Based on our experience and expertise in supporting doctors who are faced with a regulatory investigation, we have serious concerns that the proposed updates to this guidance could be misused by employers, colleagues and patients, leaving medical professionals increasingly subject to distressing referrals and investigations.
the new guidance emphasises the importance of effective teamwork and interaction with colleagues. We of course support this principle but in seeking to optimise team dynamics we believe that the GMC is expanding the areas under the purview of the regulator which could be dealt with more proportionately at a local and managerial level.
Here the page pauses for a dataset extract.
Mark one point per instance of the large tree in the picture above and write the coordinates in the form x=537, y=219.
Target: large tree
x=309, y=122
An example is the addition of a requirement for healthcare professionals to be ‘courteous’. While ideally we would all aim to be courteous, compassionate, inclusive and supportive at all times, the reality of practice sometimes makes it highly difficult to showcase these attributes. We are concerned that these changes could see the door being left open to a deluge of subjective referrals raised by disgruntled colleagues, which could be followed by tit-for-tat complaints, with prolonged legal debates about what is and is not considered ‘courteous’ or ‘compassionate’.
Similarly, the revised version includes the requirement for healthcare professionals to treat patients with kindness, courtesy and respect. While of course it would be desirable for all doctors to be kind and courteous measuring those attributes is very challenging. Also, must a doctor who is a not kind to a patient be referred to the regulator? What is the threshold for when this becomes an issue that calls into question a doctor’s fitness to practice? In our view, being respectful to patients is a must, and while being kind and courteous are desirable attributes, they are too subjective and emotive terms to set the bar for referrals to a regulator.
The GMC aim to publish a final version of an update Good medical practice in 2023. In the meantime, we know the GMC are digesting the large number of submissions they have received. We will continue to meet with the GMC throughout this time to influence the drafting of the final version with the aim of ensuring it is as good as it can be for our members.